The data center must have a high level of redundancy. If any element of the data center fails, there are two or three elements that can take its place quickly. For example, if a database server fails, a replacement can be fully operational within an hour.

A backup power source is necessary for all facilities. There are two types of backup power sources: battery backup and an on-site generator. The battery backup is used to power certain electrical devices, such as computing devices, for a few hours. The on-site generator is used to power certain electrical devices until the main power source is back online. Only electrical devices that are needed for the highest priorities should be on the backup power system since limited power may be available during the disaster. Make sure that backup power sources are always in working condition and are sufficient to meet the current needs of the facility. More backup power is required as the organization increases its dependency on applications.

Service Level of Agreement

Outsourcing transfers the organization’s responsibility to a vendor. It is important to understand that the organization remains responsible for the service although the contract with vendor appears to transfer those responsibilities to the vendor. Failure of the vendor to provide the service on behalf of the organization does not relieve the organization from the responsibility to provide the service to customers.

The vendor must provide the organization with a service level of agreement (SLA). A service level of agreement contains objective metrics that both the vendor and the organization can use to measure the vendor’s performance. The service level of agreement is typically part of the contract with the vendor and contains remedies should the vendor fail to perform to the expectations of the service level of agreement.

The service level of agreement specifies the minimum service that the organization will receive from the vendor. Metrics used to measure the service depend on the nature of the service. Let’s say the vendor provides data center services. A common metric to use is mean time to recovery (MTTR). Mean time to recovery is the average time necessary to restore the data center functionality to the organization.

If the vendor manufactures computing devices such as a server, the commonly used metric is mean time between failures. Mean time between failures is the average time period that the computing device will work before the device breaks down. This is important to know when acquiring and managing computing devices. Manufacturers test computing devices under various conditions and simulate extended usages. Test results identify a time range after which the computing device is likely to fail. You should acquire the computing device that meets your specifications and has the longest mean time between failures.

Here are other commonly used metrics:

Turnaround time (TAT): Turnaround time is the time that is necessary to complete a specific task.

Uptime (UT): Uptime is the amount of time that the application, computing device, or data center is functioning. For example, a computing device may be unavailable for four hours a week while the MIS department performs maintenance on the device.

First call resolution (FCR): First call resolution is the percentage of calls to a help desk that are resolved without the callers calling the help desk again.

Time service factor (TSF): Time service factor is the percentage of calls that are answered within a specific time period.

Abandonment rate (AR): Abandonment rate is the percentage of callers whose calls are not answered. The caller who is on a wait queue hangs up.

Average speed to answer (ASA): Average speed to answer is the number of seconds for the help desk to answer the phone.

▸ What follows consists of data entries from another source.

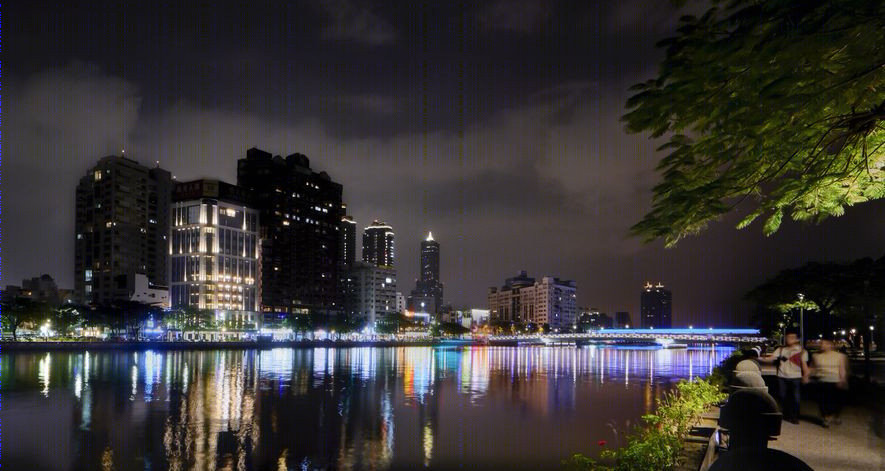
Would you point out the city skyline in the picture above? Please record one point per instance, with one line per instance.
(490, 177)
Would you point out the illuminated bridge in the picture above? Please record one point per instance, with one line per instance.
(661, 336)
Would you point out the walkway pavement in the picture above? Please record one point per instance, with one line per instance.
(851, 445)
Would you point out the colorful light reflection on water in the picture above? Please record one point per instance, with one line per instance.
(329, 408)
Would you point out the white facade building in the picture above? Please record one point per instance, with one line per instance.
(147, 293)
(214, 252)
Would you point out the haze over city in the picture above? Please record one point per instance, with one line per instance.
(494, 126)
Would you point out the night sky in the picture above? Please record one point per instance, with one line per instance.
(495, 126)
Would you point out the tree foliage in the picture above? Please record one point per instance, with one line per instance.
(853, 291)
(189, 318)
(19, 312)
(68, 317)
(777, 104)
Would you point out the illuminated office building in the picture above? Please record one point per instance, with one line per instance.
(214, 251)
(657, 306)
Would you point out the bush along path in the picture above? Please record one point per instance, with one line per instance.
(656, 445)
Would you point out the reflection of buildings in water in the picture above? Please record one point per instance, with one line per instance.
(538, 379)
(213, 426)
(474, 372)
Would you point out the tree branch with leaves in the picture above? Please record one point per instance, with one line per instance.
(776, 105)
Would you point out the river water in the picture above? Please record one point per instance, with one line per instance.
(356, 408)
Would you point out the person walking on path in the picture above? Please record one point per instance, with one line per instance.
(792, 368)
(829, 367)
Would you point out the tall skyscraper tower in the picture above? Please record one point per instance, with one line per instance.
(300, 217)
(347, 244)
(122, 226)
(378, 244)
(657, 306)
(215, 251)
(428, 293)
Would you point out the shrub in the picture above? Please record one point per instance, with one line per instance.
(656, 446)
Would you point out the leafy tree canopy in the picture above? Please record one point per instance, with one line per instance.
(854, 289)
(779, 104)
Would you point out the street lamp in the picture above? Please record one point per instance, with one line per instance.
(801, 320)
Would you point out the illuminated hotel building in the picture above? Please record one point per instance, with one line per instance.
(214, 251)
(373, 293)
(122, 225)
(378, 244)
(428, 293)
(347, 244)
(657, 306)
(524, 300)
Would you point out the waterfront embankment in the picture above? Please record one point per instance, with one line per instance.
(136, 346)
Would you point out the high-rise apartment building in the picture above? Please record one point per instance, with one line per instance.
(622, 320)
(214, 251)
(300, 217)
(122, 229)
(428, 292)
(378, 244)
(657, 306)
(524, 300)
(373, 293)
(347, 244)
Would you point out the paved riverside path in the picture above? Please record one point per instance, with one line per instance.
(851, 445)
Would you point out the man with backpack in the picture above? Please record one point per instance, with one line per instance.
(792, 370)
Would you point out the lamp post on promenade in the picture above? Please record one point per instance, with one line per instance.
(801, 320)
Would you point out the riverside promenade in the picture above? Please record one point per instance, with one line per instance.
(851, 445)
(235, 345)
(857, 443)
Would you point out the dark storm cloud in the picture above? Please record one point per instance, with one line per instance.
(351, 22)
(502, 139)
(524, 17)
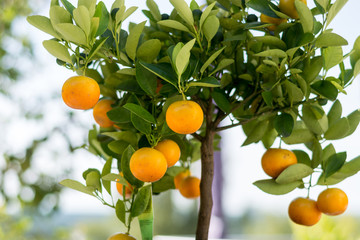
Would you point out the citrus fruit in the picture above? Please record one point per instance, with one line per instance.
(99, 112)
(121, 236)
(304, 211)
(332, 201)
(171, 151)
(276, 21)
(190, 187)
(288, 7)
(180, 176)
(80, 92)
(184, 117)
(275, 160)
(148, 164)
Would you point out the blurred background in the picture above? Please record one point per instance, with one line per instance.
(41, 141)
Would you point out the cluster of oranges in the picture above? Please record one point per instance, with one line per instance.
(146, 164)
(304, 211)
(287, 7)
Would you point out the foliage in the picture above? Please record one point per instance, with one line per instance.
(274, 84)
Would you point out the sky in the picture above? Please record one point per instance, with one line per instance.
(241, 164)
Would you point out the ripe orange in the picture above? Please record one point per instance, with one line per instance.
(184, 117)
(276, 21)
(332, 201)
(171, 151)
(121, 236)
(148, 164)
(80, 92)
(288, 7)
(275, 160)
(99, 113)
(180, 176)
(304, 211)
(190, 187)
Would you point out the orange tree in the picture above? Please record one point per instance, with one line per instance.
(272, 78)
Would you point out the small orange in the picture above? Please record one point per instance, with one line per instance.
(148, 164)
(171, 151)
(99, 112)
(304, 211)
(184, 117)
(180, 176)
(275, 160)
(288, 7)
(276, 21)
(332, 201)
(121, 236)
(190, 187)
(80, 92)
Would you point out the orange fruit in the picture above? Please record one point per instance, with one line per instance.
(275, 160)
(332, 201)
(80, 92)
(304, 211)
(99, 113)
(180, 176)
(121, 236)
(148, 164)
(288, 7)
(184, 117)
(276, 21)
(190, 187)
(171, 151)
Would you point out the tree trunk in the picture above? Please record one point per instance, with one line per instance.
(207, 174)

The IT department and operating units should have an operational level of agreement. An operational level of agreement is similar in concept to the service level of agreement except the agreement is between internal entities within the organization. For example, the IT department agrees to respond to a problem with an application within a half hour of a call to the help desk. The response is material and not simply an IT department representative answering the telephone. That is, someone knowledgeable about the system will address the concerns. IT managers can staff and plan according to the operational level agreement.

Both a service level of agreement and an operational level of agreement focus on outcomes and not how those outcomes are achieved, except for ensuring that methodologies will comply with regulatory requirements. The vendor or IT may bring in another source to meet the obligation to deliver the outcome.

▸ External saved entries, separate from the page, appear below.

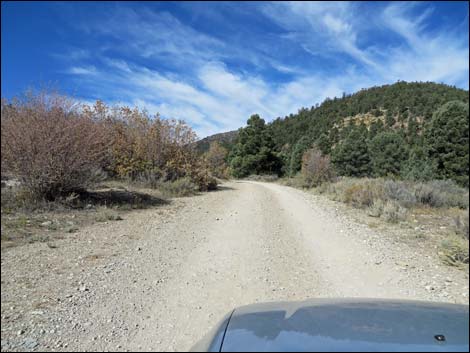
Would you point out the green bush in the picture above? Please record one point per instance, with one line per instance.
(441, 193)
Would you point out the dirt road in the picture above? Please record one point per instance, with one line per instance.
(160, 279)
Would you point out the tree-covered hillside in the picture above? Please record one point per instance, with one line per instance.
(410, 130)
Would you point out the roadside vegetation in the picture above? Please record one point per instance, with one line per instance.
(399, 152)
(64, 164)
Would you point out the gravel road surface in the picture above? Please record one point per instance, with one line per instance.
(161, 278)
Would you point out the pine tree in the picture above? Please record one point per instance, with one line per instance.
(387, 152)
(447, 140)
(253, 152)
(351, 155)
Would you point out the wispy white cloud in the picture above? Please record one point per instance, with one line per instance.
(184, 73)
(82, 70)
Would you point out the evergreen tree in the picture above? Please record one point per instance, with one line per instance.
(351, 155)
(375, 128)
(297, 152)
(389, 119)
(387, 152)
(253, 152)
(447, 140)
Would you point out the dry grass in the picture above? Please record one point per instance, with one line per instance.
(41, 221)
(434, 213)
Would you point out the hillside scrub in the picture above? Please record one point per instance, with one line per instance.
(415, 131)
(364, 192)
(316, 168)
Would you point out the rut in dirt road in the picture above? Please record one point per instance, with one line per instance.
(162, 278)
(268, 243)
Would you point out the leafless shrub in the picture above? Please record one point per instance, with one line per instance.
(50, 146)
(393, 212)
(316, 168)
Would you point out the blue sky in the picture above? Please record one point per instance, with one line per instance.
(214, 64)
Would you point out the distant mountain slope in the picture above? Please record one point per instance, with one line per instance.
(226, 139)
(416, 130)
(401, 100)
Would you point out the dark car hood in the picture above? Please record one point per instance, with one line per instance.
(345, 325)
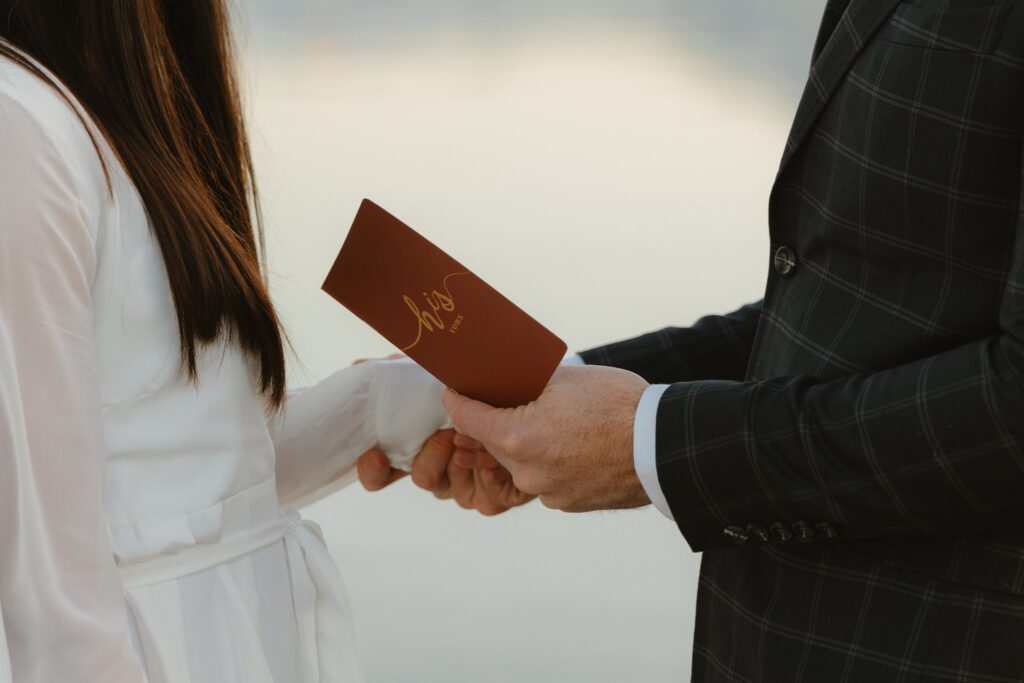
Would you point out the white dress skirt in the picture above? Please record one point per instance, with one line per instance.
(146, 524)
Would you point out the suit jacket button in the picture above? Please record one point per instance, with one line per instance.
(826, 530)
(736, 535)
(780, 532)
(784, 261)
(803, 530)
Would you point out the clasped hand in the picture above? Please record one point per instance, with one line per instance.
(572, 447)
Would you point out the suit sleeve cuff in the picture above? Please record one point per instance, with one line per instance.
(645, 446)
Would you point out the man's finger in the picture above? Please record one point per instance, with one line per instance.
(463, 485)
(477, 460)
(375, 471)
(430, 466)
(468, 442)
(472, 418)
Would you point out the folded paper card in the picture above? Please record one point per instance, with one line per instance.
(440, 314)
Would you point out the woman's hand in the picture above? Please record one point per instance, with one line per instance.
(450, 466)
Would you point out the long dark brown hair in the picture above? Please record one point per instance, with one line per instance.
(158, 78)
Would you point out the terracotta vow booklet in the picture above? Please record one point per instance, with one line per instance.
(440, 314)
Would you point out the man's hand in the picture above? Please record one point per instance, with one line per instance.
(472, 478)
(572, 446)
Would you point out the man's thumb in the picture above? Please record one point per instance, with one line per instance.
(470, 417)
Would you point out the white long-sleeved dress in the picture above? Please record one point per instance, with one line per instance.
(141, 530)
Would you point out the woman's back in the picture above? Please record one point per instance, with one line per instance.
(165, 488)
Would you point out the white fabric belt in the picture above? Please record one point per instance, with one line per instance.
(207, 556)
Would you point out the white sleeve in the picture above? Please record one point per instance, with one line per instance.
(323, 430)
(645, 446)
(64, 604)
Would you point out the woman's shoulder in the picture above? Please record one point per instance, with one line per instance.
(41, 127)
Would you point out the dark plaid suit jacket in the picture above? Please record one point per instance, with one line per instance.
(849, 452)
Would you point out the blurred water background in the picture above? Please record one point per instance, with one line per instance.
(605, 164)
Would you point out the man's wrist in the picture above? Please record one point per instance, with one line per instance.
(645, 446)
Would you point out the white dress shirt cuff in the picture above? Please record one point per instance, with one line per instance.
(645, 446)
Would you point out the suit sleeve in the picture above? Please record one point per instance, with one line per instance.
(716, 347)
(932, 447)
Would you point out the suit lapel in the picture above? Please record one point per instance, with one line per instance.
(846, 28)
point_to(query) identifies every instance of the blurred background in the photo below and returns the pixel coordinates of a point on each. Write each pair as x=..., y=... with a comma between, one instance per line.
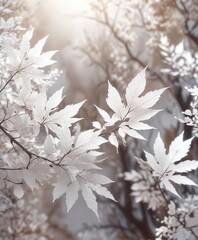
x=113, y=40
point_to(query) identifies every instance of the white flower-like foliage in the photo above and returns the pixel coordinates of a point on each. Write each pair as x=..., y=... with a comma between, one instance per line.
x=167, y=167
x=129, y=113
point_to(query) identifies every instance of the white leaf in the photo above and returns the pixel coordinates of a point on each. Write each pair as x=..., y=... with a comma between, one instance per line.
x=18, y=191
x=104, y=114
x=182, y=180
x=97, y=178
x=169, y=186
x=185, y=166
x=96, y=125
x=72, y=194
x=114, y=101
x=132, y=132
x=102, y=191
x=90, y=198
x=135, y=88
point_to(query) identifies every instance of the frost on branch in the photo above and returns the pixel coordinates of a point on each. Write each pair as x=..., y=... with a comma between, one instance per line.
x=143, y=188
x=129, y=113
x=167, y=167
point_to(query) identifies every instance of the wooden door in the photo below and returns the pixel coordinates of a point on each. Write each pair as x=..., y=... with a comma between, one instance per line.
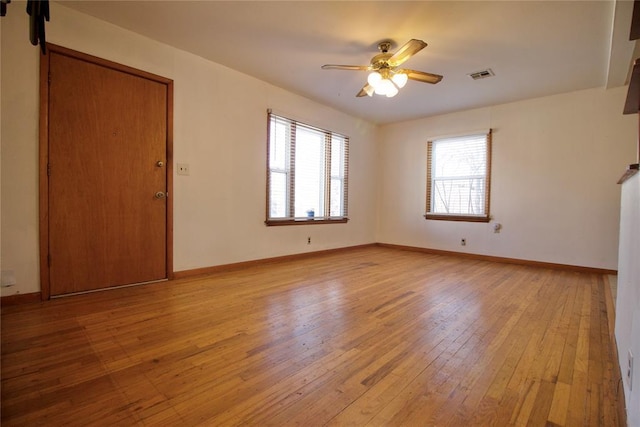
x=107, y=174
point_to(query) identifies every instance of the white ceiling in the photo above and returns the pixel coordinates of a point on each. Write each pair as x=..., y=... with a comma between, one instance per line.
x=535, y=48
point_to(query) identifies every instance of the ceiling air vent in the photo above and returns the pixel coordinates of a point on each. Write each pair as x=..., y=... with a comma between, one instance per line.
x=481, y=74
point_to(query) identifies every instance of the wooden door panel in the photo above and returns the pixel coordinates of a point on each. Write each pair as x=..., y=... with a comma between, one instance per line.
x=107, y=131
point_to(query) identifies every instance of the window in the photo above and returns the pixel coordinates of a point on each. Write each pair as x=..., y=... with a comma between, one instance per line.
x=458, y=178
x=307, y=173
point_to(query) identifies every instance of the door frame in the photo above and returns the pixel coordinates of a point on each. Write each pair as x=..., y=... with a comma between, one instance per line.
x=45, y=285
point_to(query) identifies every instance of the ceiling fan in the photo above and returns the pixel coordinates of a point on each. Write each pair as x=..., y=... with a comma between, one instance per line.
x=385, y=77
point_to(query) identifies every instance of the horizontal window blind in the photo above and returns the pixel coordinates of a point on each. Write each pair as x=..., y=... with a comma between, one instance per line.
x=307, y=172
x=458, y=176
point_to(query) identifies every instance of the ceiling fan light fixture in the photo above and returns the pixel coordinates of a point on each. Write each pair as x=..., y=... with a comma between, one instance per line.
x=369, y=89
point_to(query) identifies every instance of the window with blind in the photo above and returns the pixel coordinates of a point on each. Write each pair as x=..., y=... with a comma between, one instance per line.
x=307, y=173
x=458, y=178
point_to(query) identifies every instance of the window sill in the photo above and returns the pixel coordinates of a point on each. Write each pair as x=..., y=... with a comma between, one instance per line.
x=305, y=221
x=466, y=218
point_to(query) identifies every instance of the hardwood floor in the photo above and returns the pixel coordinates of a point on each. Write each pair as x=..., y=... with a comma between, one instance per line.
x=370, y=336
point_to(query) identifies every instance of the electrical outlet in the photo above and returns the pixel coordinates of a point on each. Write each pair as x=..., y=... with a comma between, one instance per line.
x=630, y=369
x=8, y=278
x=183, y=169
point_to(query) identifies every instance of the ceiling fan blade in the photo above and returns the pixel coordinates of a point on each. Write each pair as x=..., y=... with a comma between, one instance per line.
x=409, y=49
x=367, y=90
x=421, y=76
x=345, y=67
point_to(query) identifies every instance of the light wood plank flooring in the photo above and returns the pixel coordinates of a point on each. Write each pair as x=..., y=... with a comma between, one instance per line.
x=368, y=336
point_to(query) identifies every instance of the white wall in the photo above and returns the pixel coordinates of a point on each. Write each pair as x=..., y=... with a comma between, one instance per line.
x=628, y=298
x=555, y=164
x=219, y=130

Disaster Recovery Operations

The organization should create an emergency incident command system (EICS) that takes over operations of the organization during a disaster or emergency. EICS has a chain of command that enables fast, ongoing assessment of the disaster and the impact the disaster has on the operations. The EICS structure enables the emergency incident response team to respond to known problems and anticipate and mitigate problems that might be forthcoming.

The chain of command structure is documented in a job action sheet. The job action sheet lists each position in the command structure and the corresponding roles and responsibilities. Information about the disaster including the job action sheet is shared among operational staff in the emergency incident command site. Each member of the emergency response team can view, assess, and determine the course of action appropriate to the team member’s responsibility.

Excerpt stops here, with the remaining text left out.